Blockchain Conquering Esports Industry




Eloplay

Eloplay, an eSports project, has announced in its recent blogpost that it integrates blockchain-based solutions in the platform’s operation. Even though by itself it doesn’t seem like big news, this announcement has probably outlined the growing trend of blockchain acceptance by the eSports industry.

eSports at a Glance

eSports is a relatively new phenomenon that, however, managed to spawn a booming industry. Being in fact a form of competitive gaming, this discipline has already been added to the programme of 2022 Asian Games, and may even become a part of 2024 Olympics.

With the number of online gaming platforms steadily increasing, the overall revenues of the industry is likely to reach $1.5 billion by 2020. The audience of eSports events has reached nearly 400 million people in 2017 alone, with 191 million being devoted enthusiasts. As for players themselves, the Global eSports Market Report has estimated their number to reach 58.4 million by the end of 2017.

This all attracts both players and large companies who see a great opportunity in promoting their products and services for a whole new audience. While in traditional sports advertising remains one of the main sources of income, it has not become one for eSports yet. However, the same Global eSports Market Report suggests that by year 2020 advertising will become the second biggest source of revenues in the industry generating profits of up to $224 million.

Most certainly, major online gaming platforms like Steam ride the tide of the brave new market.

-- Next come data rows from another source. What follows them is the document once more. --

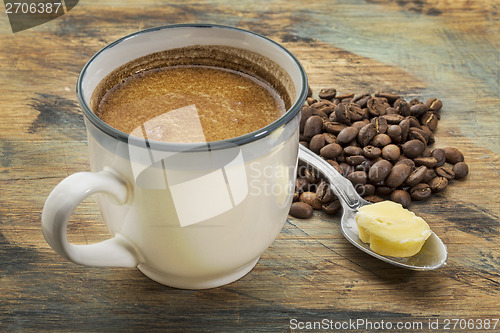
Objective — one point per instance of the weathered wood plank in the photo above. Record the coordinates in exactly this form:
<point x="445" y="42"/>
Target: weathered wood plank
<point x="444" y="49"/>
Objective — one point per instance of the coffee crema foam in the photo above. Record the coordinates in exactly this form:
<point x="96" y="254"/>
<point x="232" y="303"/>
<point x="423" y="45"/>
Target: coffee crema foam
<point x="194" y="96"/>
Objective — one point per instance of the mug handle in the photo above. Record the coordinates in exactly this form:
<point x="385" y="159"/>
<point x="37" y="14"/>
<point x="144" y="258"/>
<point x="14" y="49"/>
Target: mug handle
<point x="117" y="251"/>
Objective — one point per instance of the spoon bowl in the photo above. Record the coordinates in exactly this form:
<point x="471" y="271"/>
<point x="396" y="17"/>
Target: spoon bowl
<point x="433" y="253"/>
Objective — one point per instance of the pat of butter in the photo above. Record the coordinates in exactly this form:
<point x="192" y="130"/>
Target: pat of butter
<point x="391" y="230"/>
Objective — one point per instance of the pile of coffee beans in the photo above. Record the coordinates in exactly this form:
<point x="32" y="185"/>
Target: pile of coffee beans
<point x="380" y="142"/>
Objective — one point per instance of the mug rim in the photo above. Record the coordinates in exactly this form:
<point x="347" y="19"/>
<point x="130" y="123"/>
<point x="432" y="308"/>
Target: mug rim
<point x="211" y="145"/>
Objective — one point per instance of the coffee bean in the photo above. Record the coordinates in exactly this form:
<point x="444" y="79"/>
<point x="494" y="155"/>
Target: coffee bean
<point x="413" y="148"/>
<point x="377" y="105"/>
<point x="373" y="198"/>
<point x="429" y="162"/>
<point x="438" y="184"/>
<point x="353" y="150"/>
<point x="372" y="152"/>
<point x="311" y="100"/>
<point x="347" y="135"/>
<point x="383" y="190"/>
<point x="391" y="110"/>
<point x="346" y="169"/>
<point x="405" y="129"/>
<point x="317" y="142"/>
<point x="434" y="104"/>
<point x="309" y="91"/>
<point x="301" y="210"/>
<point x="393" y="119"/>
<point x="324" y="193"/>
<point x="327" y="93"/>
<point x="445" y="172"/>
<point x="366" y="134"/>
<point x="313" y="126"/>
<point x="357" y="177"/>
<point x="346" y="97"/>
<point x="355" y="112"/>
<point x="310" y="199"/>
<point x="430" y="120"/>
<point x="402" y="107"/>
<point x="406" y="161"/>
<point x="453" y="155"/>
<point x="420" y="192"/>
<point x="306" y="113"/>
<point x="333" y="127"/>
<point x="361" y="135"/>
<point x="398" y="175"/>
<point x="418" y="109"/>
<point x="429" y="175"/>
<point x="413" y="122"/>
<point x="325" y="107"/>
<point x="355" y="160"/>
<point x="394" y="132"/>
<point x="342" y="114"/>
<point x="416" y="176"/>
<point x="361" y="100"/>
<point x="360" y="123"/>
<point x="391" y="152"/>
<point x="335" y="165"/>
<point x="332" y="207"/>
<point x="461" y="169"/>
<point x="331" y="151"/>
<point x="311" y="176"/>
<point x="301" y="185"/>
<point x="379" y="171"/>
<point x="418" y="134"/>
<point x="439" y="155"/>
<point x="329" y="138"/>
<point x="401" y="197"/>
<point x="365" y="165"/>
<point x="381" y="140"/>
<point x="380" y="124"/>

However, most of those ignore the promise of blockchain technology, which their lesser competitors seem to have heard. There are numerous examples of online gaming platforms that have already embraced blockchain-powered solutions or at least have expressed their determination to do so in the short run.

Blockchain and eSports

Various gambling platforms and eSports startups gladly embrace the opportunities brought about by blockchain-powered solutions, and even hold ICO’s to fund their development. Some experts suggest that the eSports market will experience pervasive tokenization and introduction of smart contracts across most games and platforms. There are even some bold assumptions that customization and purchase of games will be conducted exclusively in cryptocurrencies.

One example of such platforms is FirstBlood, which has been operating for more than a year. The platform offers its users an opportunity to play, compete, place bets, and earn rewards. Currently the platform hosts only Dota 2, however, it has announced that it will also add Counter Strike: Global Offensive, FIFA 18, Hearthstone, League of Legends, and Call of Duty.

Another notable example is Gilgam.es, which has recently held an ICO. With the project scheduled to enter beta in late 2017, the platform will offer individual smart contracts for each match, as well as betting functionality. Notably, the platform will use artificial intelligence, which, however, does not determine the winner but confirms that a certain player or a team has won, and over time, will detect and ban cheaters. The platform will offer a set of games similar to that of FirstBlood.

Finally, Eloplay mentioned before, has been on the market for almost two years, yet it’s only now that it has opted to introduce blockchain to its ecosystem. The project’s team came up with what they call ‘smart tournaments’ that are basically regular tournaments with decentralized prize pools gathered by the players themselves, or by sponsors of a tournament which in this case is free to participate. Other blockchain-enabled options of the platform include betting, gamer stats and advertising. However, those are yet to be deployed. Games available at the platform include the same Counter Strike: Global Offensive, Hearthstone, Dota 2 and other popular games.

Decentralized Future of eSports

Those are not the only projects that directly integrate blockchain solutions in their operation. There are much more of those, some of which offer a specialized token to buy skins across the internet, while others focus on the gambling side of the industry offering advanced betting experiences.

All in all, it seems that, unlike banking, logistics, security, and other industries where blockchain technology is likely to be widely applicable, the eSports industry seems to be among the few who inclines towards fully embracing the innovation.

With more and more projects integrating blockchain-powered elements in their platforms, it seems only the matter of time that the industry does become the most tokenized and smart-contracted of them all.

And, at the current pace, it’s likely that it won’t take too long.